Think Like A Man
Starring: Michael Ealy, Kevin Hart, Meagan Good, Taraji P. Henson, Regina Hall, Romany Malco, Terrence Jenkins, Jerry Ferrara, Gabrielle Union, Steve Harvey
(***)
It’s obvious from the first few minutes of the new romantic comedy Think Like A Man that director Tim Story, the screenwriters, and the cast are aiming for something different.
Purposely avoiding the unfortunate trend of over-the-top buffoonery commonplace in recent Black comedy films, they intentionally take aim for a more sophisticated, sleek, well-upholstered type of rom-com.
It wants to harken back to the glory days of ‘90s Black cinema such as 1992’s Eddie Murphy-Reggie Hudlin directed comedy Boomerang. If it doesn’t quite reaching that level, it does genuinely come close at times. That alone makes the film worth seeing and is a huge positive step up from the usual dreary dreck.
Think Like A Man is a slick, attractive and witty film populated with believable and appealing characters who act, for a change, like real adult people with real problems. But more importantly it’s charming, very funny, and surprisingly very witty, a trait that is sadly rarely seen in films today in general, and especially in Black films.
The movie is based, of course, on Steve Harvey’s best selling and controversial relationship book in which the comedian/deejay revealed to women, at least in his point of view, all the hidden secrets and thoughts of men when it comes to women and relationships and how they can use that information to their advantage.
However, the film takes what was a non-fiction book and structures a multi-storied plot invoking several couples –– each with some issue to surmount.
There’s the hard, aggressive businesswoman looking for her male equal and the poor unemployed chef (Henson and Ealy); the player and the good girl looking for commitment (Malco and Good); the single mom and the mama’s boy (Hall and Jenkins); and the professional woman and the underachiever (Union and Ferrara).

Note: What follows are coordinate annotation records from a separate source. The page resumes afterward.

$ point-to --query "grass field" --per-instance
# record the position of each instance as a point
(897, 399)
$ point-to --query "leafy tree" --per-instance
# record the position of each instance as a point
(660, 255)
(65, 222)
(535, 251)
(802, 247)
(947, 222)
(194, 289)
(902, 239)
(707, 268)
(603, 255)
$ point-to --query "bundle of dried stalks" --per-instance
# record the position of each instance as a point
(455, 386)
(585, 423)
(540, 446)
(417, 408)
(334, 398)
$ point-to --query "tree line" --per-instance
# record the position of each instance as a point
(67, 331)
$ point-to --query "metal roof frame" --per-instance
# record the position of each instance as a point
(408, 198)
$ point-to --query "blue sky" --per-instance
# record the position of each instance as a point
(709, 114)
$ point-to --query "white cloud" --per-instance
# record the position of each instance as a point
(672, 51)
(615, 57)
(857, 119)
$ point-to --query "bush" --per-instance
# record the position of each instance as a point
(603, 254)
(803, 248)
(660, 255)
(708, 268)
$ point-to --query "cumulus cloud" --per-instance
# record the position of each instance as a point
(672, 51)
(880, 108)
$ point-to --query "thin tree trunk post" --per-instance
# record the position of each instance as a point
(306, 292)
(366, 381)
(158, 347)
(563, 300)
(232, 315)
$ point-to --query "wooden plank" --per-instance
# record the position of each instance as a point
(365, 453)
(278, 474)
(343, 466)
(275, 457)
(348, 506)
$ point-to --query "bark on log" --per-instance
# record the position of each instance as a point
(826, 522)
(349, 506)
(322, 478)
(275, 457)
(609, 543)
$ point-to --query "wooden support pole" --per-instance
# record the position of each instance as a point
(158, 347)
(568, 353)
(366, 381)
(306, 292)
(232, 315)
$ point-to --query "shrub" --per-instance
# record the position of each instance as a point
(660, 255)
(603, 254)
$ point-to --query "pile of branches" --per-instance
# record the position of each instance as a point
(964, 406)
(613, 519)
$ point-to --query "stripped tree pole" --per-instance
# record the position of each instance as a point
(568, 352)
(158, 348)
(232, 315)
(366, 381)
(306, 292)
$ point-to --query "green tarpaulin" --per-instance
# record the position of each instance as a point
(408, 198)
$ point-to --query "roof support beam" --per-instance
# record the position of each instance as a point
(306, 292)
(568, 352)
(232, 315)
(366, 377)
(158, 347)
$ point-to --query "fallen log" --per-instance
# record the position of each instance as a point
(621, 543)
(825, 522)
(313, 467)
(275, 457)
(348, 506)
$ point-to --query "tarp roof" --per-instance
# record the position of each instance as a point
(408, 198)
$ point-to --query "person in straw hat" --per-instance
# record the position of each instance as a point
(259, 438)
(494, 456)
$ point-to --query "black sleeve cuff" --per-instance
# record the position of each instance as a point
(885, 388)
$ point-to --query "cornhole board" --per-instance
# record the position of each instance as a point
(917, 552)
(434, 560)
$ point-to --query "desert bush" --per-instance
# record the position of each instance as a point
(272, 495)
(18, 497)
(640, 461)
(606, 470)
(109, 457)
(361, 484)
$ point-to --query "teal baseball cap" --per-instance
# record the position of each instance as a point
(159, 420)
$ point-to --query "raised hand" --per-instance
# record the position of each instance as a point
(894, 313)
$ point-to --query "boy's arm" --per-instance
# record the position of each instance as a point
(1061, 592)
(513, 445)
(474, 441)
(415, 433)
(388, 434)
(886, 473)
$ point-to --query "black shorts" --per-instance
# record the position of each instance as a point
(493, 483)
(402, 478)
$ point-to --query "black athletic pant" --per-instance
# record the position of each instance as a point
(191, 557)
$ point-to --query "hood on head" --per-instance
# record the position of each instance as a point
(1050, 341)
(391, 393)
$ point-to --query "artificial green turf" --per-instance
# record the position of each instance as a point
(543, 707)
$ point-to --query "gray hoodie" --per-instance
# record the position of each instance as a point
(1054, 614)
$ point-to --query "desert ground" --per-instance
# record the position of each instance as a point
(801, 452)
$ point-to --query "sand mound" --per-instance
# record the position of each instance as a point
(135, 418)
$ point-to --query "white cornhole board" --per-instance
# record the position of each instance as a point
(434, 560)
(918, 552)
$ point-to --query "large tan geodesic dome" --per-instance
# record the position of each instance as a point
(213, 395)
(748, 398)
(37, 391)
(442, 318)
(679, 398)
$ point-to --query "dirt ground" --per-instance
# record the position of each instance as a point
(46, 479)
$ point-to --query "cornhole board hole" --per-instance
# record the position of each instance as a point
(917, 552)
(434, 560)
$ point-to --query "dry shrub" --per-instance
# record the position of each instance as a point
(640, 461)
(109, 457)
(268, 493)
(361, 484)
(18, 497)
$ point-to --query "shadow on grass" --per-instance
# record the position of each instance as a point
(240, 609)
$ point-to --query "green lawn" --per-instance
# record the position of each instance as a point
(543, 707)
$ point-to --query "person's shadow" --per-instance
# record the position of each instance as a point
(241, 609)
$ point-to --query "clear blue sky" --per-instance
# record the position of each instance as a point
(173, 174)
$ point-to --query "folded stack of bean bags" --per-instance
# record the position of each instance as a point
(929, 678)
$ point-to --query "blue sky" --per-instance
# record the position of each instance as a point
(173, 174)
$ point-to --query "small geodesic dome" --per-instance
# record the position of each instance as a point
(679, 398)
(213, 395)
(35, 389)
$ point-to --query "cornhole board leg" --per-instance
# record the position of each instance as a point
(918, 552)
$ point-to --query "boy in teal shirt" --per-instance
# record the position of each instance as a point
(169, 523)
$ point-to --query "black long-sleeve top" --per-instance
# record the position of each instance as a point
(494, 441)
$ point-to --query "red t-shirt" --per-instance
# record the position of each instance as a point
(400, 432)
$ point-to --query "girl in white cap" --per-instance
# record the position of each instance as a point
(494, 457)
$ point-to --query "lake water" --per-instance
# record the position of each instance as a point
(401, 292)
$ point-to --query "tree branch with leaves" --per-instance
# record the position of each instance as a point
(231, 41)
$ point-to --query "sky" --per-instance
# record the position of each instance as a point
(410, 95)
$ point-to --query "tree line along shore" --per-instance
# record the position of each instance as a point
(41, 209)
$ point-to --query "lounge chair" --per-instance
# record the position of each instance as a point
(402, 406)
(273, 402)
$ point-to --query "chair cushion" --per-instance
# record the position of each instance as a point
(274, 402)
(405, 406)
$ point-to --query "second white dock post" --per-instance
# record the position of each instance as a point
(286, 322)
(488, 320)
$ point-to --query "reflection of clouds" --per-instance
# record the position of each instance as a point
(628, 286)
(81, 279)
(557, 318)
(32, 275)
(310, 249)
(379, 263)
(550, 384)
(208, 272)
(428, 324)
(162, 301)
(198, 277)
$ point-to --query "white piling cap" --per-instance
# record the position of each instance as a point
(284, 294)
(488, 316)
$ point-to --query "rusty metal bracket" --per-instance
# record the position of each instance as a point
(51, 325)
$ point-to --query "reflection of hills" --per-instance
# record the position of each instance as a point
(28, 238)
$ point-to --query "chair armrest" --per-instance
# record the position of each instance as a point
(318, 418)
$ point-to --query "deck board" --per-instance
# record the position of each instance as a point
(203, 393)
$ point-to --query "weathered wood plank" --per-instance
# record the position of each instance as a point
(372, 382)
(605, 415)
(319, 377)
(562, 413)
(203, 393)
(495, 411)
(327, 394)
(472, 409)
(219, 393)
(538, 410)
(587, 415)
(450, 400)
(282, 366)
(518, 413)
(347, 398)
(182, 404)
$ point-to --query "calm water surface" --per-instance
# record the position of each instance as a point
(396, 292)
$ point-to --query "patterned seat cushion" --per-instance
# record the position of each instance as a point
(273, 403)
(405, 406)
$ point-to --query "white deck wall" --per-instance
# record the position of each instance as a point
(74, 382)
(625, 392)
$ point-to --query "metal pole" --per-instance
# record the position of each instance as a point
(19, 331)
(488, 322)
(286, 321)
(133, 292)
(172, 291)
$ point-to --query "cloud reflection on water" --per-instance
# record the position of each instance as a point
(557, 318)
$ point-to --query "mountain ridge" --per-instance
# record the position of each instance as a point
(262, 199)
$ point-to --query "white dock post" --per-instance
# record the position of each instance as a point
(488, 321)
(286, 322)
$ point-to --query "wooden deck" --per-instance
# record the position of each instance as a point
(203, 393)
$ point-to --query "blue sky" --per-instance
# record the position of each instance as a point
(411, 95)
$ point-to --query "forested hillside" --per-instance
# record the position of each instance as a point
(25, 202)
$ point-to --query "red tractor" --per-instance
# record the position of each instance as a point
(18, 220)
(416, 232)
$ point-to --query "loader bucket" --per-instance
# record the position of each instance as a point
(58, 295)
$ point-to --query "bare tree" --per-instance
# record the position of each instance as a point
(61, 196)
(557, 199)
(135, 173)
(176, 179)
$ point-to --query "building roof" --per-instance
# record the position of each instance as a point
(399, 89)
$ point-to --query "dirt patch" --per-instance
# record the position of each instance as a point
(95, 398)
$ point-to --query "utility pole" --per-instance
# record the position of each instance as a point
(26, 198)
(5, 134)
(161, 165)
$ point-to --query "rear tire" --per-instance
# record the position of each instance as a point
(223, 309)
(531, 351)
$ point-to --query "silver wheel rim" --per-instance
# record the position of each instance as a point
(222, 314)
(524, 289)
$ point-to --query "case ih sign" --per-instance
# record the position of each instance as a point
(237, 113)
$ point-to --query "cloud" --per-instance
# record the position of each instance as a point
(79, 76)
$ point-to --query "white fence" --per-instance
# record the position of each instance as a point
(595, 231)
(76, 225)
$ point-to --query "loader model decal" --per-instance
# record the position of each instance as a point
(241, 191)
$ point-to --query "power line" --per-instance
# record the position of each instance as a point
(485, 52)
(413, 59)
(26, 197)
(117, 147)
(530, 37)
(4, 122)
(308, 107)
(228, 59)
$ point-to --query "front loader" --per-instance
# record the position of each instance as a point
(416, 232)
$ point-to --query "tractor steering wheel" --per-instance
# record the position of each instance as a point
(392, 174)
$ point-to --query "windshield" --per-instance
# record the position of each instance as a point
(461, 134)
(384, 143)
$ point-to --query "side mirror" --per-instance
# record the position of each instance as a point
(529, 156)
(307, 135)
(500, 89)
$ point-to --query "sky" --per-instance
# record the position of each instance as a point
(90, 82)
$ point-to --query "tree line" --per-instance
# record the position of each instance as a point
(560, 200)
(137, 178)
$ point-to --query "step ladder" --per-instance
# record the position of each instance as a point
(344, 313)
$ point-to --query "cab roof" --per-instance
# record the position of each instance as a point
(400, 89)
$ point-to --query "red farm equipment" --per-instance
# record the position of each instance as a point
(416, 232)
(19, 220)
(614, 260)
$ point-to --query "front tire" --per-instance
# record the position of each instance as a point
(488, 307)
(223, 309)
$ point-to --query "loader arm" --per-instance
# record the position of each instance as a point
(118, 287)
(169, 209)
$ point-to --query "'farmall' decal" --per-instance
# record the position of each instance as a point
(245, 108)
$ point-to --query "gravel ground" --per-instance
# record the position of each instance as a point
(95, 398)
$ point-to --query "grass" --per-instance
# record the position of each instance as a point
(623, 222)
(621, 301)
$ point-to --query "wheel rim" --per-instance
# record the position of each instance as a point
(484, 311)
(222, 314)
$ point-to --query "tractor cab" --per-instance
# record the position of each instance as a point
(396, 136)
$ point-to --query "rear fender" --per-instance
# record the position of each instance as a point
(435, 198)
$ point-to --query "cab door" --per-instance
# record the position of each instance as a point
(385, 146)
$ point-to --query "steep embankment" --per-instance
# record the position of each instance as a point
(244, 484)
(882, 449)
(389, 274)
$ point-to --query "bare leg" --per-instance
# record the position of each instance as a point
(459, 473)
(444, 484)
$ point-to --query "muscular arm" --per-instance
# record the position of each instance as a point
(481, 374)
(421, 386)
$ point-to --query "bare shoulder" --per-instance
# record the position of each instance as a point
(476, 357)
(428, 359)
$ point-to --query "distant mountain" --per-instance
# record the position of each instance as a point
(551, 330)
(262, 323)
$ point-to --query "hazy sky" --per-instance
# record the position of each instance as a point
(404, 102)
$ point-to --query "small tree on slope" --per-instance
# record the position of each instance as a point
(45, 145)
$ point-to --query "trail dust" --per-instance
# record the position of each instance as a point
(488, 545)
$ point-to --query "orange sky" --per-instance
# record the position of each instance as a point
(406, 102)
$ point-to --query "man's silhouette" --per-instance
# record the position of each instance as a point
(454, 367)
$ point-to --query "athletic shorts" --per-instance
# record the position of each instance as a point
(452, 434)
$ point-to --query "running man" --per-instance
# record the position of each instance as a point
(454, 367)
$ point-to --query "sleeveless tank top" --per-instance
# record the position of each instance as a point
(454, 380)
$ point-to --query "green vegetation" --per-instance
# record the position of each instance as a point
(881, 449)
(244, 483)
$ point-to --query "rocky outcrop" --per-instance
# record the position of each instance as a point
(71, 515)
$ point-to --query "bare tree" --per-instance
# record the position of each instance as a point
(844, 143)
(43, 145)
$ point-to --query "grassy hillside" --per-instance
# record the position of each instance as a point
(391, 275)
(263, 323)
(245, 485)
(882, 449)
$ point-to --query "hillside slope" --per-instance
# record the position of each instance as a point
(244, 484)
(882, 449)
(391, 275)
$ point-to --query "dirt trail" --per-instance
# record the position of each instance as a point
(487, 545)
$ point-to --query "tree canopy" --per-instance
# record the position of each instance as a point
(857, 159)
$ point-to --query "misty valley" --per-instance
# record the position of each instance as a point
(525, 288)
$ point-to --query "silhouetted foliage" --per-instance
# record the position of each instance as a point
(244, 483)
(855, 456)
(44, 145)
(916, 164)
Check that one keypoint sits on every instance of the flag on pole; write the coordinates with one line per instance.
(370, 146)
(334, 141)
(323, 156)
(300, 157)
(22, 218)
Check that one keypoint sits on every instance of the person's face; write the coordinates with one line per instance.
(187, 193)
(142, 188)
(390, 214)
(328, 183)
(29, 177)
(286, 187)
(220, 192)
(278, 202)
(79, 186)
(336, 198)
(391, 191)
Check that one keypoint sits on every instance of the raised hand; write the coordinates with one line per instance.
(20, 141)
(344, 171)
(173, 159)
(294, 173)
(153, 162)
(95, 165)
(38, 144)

And buzzing around like an annoying insect, stealing every scene he’s in, is Kevin Hart, the smart ass, cynical wise guy who’s inwardly emotionally fragile and on the breaking edge due to his recent divorce.
The relationships get turned when the women discover Harvey’s book and use it to their advantage to gain the upper hand with the men they’re involved with without their knowledge.
That is…until a plot twist in the second half of the film, which takes everything that went on previously into a whole other direction.
Helped enormously by a sharp and funny screenplay (with some of the funniest zingers aimed at Tyler Perry) and some sympathetic and terrific performances by everyone involved, the film avoids the cheap and tawdry, instead going for a slick smooth approach.
The film is also a welcome career comeback for director Story, after his successful, but critically reviled Fantastic Four films.
If there is one shortcoming, it’s the film’s plot predictability. Instead of the off-beat, unexpected plot development that could have taken the film on a whole different level, we know exactly how each story is going to play out long in advance before it actually happens.
Not that there’s anything wrong with that, but a little originality could have gone a long way.
Nevertheless, Think Like A Man is remarkably engaging and a genuinely entertaining spring film surprise that deserves to be a big hit.